First of all, in addition to neutralizing activity, we know that any vaccine-induced antibody titer should be fully evaluated. It has been observed in both DENV infection 58 and RSV infection 50 that low titers of NAbs can cause subsequent ADE infections, rather than provide protection. Secondly, the population genetic analysis of 103 SARS-CoV-2 genomes showed that based on the different gene mutations in ORF1ab and ORF8, SARS-CoV-2 has evolved into two main types (L and S) (Reference).

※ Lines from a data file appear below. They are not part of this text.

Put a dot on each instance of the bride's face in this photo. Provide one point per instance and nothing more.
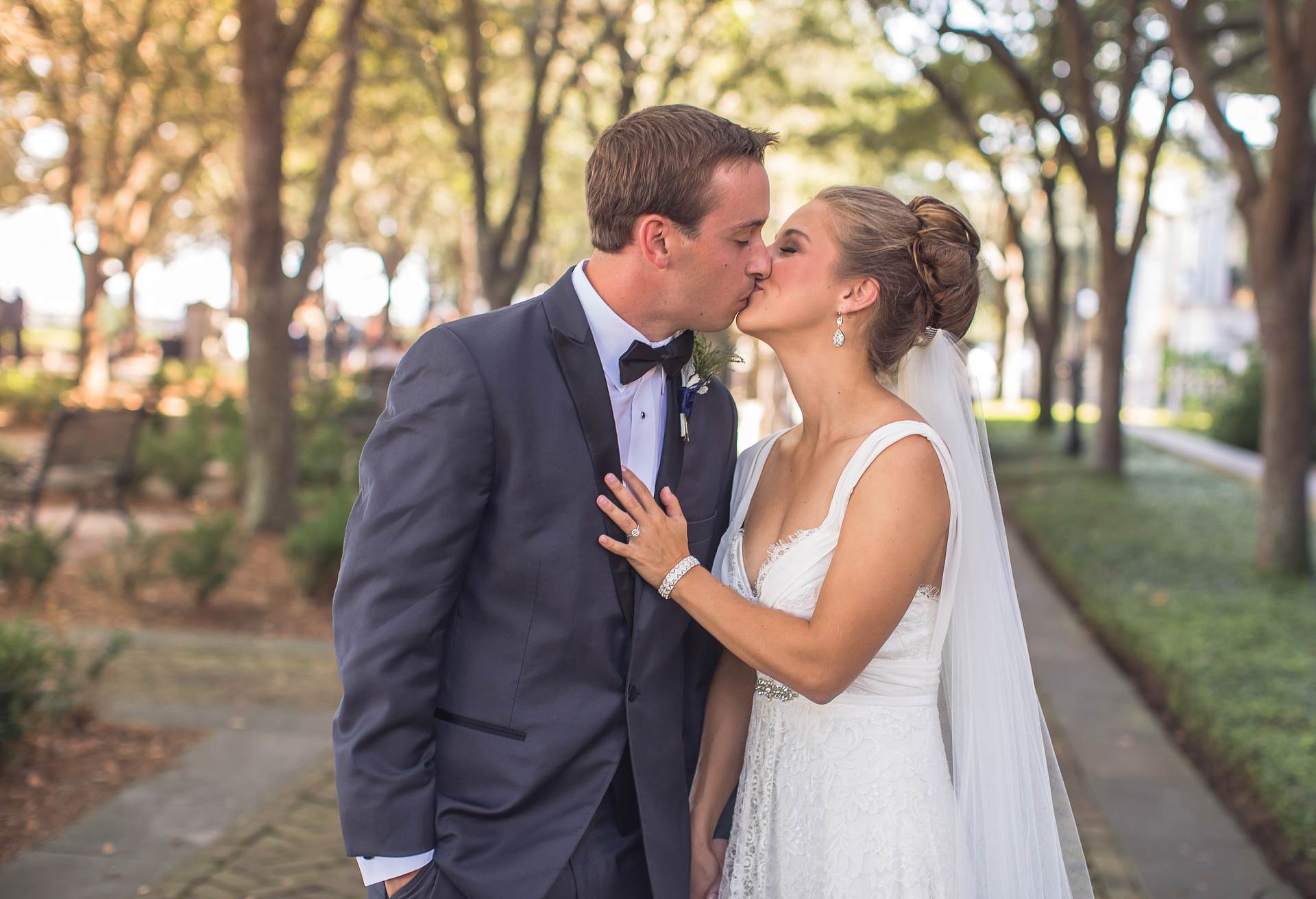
(802, 294)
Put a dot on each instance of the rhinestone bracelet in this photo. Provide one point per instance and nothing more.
(677, 573)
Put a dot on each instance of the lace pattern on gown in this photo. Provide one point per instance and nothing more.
(852, 799)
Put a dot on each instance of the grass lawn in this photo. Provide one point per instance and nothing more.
(1160, 565)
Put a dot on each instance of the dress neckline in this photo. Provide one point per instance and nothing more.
(779, 547)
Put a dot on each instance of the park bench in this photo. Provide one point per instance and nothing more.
(88, 453)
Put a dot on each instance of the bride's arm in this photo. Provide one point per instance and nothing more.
(894, 531)
(722, 749)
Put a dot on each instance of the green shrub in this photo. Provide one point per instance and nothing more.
(177, 450)
(24, 665)
(41, 677)
(133, 561)
(313, 545)
(31, 397)
(327, 457)
(66, 695)
(230, 440)
(28, 558)
(1236, 417)
(206, 554)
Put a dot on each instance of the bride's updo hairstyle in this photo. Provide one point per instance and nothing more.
(923, 253)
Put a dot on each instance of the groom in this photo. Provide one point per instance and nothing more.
(522, 714)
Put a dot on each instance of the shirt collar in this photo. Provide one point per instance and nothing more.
(612, 334)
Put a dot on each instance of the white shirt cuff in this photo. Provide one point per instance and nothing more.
(383, 867)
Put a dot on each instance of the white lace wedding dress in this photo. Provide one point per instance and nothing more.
(852, 799)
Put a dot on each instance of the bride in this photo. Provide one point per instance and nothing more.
(875, 700)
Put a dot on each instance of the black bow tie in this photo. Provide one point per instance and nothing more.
(672, 356)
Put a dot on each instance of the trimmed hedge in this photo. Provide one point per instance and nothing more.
(1161, 566)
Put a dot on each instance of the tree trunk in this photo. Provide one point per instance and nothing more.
(1117, 278)
(1281, 241)
(130, 336)
(271, 461)
(93, 353)
(1048, 333)
(1045, 377)
(270, 448)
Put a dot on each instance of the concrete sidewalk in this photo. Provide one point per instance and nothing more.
(249, 811)
(1214, 454)
(267, 704)
(1168, 823)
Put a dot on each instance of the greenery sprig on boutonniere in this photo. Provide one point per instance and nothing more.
(706, 360)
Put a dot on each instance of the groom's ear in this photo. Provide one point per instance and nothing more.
(861, 295)
(652, 236)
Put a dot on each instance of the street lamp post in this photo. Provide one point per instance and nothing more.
(1086, 303)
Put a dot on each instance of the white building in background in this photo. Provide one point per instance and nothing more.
(1186, 298)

Further research found that during the early evolution of SARS-CoV-2, there were 382 nucleotide deletions in ORF8). In the S pandemic, the SARS-CoV-2 variant with the D614G change in the S protein became the most common. More than six human coronaviruses are prevalent in human populations, and more prevalent in wild animal species. So far, it is not clear whether the continued mutation and recombination of SARS-CoV-2 will produce other serotypes of SARS-CoV-2, or even other new coronaviruses.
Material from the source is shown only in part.